Dalam dunia hewan, peristiwa bunuh-membunuh dan mangsa-memangsa adalah hal alami. Kematian seekor antilop berarti kehidupan bagi sekawanan singa. Mereka tak punya pilihan. Tak ada kecerdasan untuk mengolah makanan atau rasa empati kepada mangsanya.
Sedangkan manusia, hewan dengan derajat tertinggi di muka bumi, dianugerahi pikiran untuk mampu menghasilkan sendiri sumber-sumber kehidupannya, antara lain dengan cara bercocok tanam. Ia juga memiliki rasa untuk berempati pada makhluk lain. Manusia memiliki banyak cara untuk bertahan hidup tanpa harus membunuh. Walaupun hasrat manusia untuk berburu hewan nyatanya telah berlangsung lama.

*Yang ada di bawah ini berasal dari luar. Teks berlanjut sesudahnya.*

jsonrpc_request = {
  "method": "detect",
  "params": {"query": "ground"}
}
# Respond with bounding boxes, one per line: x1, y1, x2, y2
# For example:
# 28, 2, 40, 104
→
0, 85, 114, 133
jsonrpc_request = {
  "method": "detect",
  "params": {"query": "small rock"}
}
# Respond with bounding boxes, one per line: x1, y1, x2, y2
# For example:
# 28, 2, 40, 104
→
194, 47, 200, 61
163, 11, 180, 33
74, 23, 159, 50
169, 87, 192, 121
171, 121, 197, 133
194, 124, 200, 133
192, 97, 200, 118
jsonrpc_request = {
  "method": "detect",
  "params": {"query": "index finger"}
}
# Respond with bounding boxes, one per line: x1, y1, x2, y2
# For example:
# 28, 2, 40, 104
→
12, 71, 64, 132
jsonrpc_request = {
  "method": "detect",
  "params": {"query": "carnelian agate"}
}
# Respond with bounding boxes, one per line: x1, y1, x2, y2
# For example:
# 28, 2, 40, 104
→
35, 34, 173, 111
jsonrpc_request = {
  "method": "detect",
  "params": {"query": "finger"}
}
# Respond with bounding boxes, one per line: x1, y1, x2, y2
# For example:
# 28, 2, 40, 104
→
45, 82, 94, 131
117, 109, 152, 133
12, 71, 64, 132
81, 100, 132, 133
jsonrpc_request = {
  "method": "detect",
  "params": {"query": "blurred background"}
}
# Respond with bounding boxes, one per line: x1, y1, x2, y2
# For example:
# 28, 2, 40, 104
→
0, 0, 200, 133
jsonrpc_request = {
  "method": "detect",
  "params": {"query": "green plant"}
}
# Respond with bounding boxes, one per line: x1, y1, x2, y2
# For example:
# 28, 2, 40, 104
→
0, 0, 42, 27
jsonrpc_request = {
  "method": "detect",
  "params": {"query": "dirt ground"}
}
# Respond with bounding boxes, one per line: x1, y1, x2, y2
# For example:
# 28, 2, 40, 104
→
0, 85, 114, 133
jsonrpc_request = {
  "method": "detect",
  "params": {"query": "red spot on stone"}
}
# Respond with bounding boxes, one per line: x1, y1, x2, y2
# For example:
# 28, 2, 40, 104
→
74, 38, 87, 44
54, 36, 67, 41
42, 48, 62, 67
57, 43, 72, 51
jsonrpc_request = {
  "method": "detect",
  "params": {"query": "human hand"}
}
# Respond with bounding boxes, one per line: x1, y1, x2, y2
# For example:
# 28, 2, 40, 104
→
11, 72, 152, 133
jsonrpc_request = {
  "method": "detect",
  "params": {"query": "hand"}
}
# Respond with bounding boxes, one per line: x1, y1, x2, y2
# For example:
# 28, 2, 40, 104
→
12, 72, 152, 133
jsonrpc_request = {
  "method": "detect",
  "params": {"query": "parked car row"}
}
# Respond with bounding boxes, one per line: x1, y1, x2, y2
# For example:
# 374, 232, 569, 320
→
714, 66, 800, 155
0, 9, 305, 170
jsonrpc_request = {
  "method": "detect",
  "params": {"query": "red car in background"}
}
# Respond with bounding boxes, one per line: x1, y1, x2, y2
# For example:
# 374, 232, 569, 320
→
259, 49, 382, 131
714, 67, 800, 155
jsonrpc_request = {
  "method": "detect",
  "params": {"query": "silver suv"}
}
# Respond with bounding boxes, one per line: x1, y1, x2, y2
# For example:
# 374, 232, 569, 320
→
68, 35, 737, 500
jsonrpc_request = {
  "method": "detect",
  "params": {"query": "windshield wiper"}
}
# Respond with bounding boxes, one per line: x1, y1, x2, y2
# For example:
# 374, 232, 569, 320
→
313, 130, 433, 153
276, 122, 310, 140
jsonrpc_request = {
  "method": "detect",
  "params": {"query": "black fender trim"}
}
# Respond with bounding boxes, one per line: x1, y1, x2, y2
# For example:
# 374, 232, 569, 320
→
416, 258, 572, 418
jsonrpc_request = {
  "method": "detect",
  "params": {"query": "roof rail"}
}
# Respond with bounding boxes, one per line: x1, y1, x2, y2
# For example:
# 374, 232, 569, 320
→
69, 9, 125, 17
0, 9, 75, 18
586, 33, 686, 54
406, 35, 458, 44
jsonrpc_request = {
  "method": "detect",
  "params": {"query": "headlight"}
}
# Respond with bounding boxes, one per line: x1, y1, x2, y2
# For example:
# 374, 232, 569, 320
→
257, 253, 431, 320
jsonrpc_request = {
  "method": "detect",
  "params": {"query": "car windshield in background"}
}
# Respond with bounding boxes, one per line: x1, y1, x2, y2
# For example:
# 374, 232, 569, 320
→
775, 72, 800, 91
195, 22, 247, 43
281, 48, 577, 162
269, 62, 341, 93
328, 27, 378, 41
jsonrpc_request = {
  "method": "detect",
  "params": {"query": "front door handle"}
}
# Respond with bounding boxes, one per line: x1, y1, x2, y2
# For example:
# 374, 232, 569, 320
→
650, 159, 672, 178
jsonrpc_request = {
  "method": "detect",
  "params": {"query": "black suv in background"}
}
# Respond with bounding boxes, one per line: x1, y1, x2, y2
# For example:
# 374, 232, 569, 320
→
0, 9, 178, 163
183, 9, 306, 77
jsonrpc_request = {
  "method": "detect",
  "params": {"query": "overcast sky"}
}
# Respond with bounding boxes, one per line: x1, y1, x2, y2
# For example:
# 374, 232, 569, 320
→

Kodrat alam akan selalu bertuju dan mengarah pada keseimbangan. Keseimbangan ekosistem adalah hasil dari terjaganya siklus dalam rantai makanan pada sebuah wilayah geografis tertentu. Predator dan mangsanya sesungguhnya hanyalah bagian dari proses perpindahan, perubahan dan perputaran wujud energi. Energi dalam tumbuh mangsa akan berubah dan berpindah ke dalam tubuh predator dalam sebuah mekanisme biologis. Energi bertransformasi seperti halnya air menjadi es saat kedinginan atau menjadi uap bila kepanasan.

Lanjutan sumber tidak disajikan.